To be honest, a movie like The Last Knight is something that doesn’t really shine today in an actor’s resume anymore. It’s quite clear that the actors took this for the paycheck, like Mark Wahlberg for his kids’ college fund. I don’t know why actors of such high caliber – Sir Anthony Hopkins and Stanley Tucci – subjected themselves to this horrid experience, but they clearly don’t care with the way they worked here.
This is the largest cast of human and robot characters ever in a Transformers’ live-action film with 12 humans, 13 Autobots, 3 Dinobots, 7 Decepticons, 12 Knights of Iacon (that turn into a 3-headed dragon), and 1 main antagonist: Quintessa. Just like the story, there are so many characters to wrap your head around you just give up.
The voice acting of each robot character was really spot on, though.
A Michael Bay movie wouldn’t be without a Michael Bay movie without an overabundance of explosions, explosions, and more explosions. Sometimes they’re called for, sometimes they’re totally unnecessary.
Another factor that contributed to this confusing mess is the overuse of slow-mo sequences, too many dramatic close-ups, and changing aspect ratios. Bay’s visual story-telling is at its worst here. My eyes were tearing up because of the visual noise inside the theater.

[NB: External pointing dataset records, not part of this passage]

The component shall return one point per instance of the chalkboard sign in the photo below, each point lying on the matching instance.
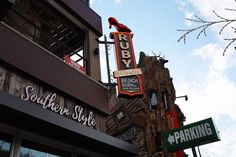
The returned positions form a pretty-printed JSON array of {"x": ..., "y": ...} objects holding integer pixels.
[{"x": 130, "y": 83}]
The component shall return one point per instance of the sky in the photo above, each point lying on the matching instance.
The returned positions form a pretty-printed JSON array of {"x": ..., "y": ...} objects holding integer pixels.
[{"x": 198, "y": 68}]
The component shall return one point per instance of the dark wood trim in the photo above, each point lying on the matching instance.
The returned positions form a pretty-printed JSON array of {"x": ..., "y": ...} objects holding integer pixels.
[
  {"x": 83, "y": 13},
  {"x": 31, "y": 117},
  {"x": 41, "y": 64}
]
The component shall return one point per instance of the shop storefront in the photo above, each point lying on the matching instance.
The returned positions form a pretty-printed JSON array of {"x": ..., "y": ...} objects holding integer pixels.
[{"x": 48, "y": 106}]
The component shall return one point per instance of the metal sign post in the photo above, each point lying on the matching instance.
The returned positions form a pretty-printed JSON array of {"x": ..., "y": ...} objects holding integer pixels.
[{"x": 191, "y": 135}]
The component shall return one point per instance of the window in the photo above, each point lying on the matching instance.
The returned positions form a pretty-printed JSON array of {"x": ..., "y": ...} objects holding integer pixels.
[
  {"x": 41, "y": 23},
  {"x": 153, "y": 99},
  {"x": 165, "y": 100},
  {"x": 31, "y": 149}
]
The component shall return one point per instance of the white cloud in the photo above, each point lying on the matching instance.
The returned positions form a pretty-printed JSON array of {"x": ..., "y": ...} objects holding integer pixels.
[
  {"x": 204, "y": 9},
  {"x": 118, "y": 1},
  {"x": 211, "y": 93}
]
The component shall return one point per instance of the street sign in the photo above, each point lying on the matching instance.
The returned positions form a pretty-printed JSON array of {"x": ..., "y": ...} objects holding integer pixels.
[{"x": 191, "y": 135}]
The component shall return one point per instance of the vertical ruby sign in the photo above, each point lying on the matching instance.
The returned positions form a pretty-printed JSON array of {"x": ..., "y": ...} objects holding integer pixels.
[{"x": 130, "y": 85}]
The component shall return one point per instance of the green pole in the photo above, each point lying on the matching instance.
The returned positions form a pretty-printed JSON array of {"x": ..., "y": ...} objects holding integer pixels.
[{"x": 194, "y": 152}]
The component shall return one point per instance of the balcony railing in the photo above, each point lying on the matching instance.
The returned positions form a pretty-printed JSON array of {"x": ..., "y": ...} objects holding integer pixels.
[{"x": 52, "y": 40}]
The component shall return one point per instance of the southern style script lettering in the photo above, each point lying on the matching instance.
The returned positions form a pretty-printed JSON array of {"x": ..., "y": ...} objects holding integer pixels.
[{"x": 48, "y": 102}]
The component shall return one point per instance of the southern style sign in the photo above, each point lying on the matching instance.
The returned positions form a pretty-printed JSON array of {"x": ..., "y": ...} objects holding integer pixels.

Outside, my friends and I noted that we were experiencing headaches despite being seated at the second to the last row.
The effort to balance being plot-driven and character-focused failed miserably, as most of the action sequences carried the entire film to its very predictable, unoriginal end.
The script writing was absolutely abysmal. The dialogue for the Middle Ages section included some very modern words and sentence structures. The rest was either cheesy, uninspired, or both.
I’ll note positively here that the graphics were visually stunning and the stunt driving in the chase scenes were phenomenal. That’s all I can say about their production value, really.
Transformers: The Last Knight is an example that more does not always mean better. Sometimes it means worse. After seeing 5 of the same films, this is a movie that is hard to care about. Fans of the franchise are also realizing this, with The Last Knight raking in the lowest opening box-office rates in the series.
The biggest reason why Hasbro Entertainment commissions Bay to constantly make sequels is purely to sell Transformer merchandise. They better think of something fresh before people tune out altogether. The first movie was the best. This one was a stinker.
Had I not been treated by a friend, I wouldn’t have watched it with my own money. Do yourself and your friends a favor: Don’t watch this in theaters or cable TV. Spread the word. There’s much better things to do in life than waste it on Michael Bay’s latest film. I’m greatly relieved that this is his last project with Hasbro Entertainment.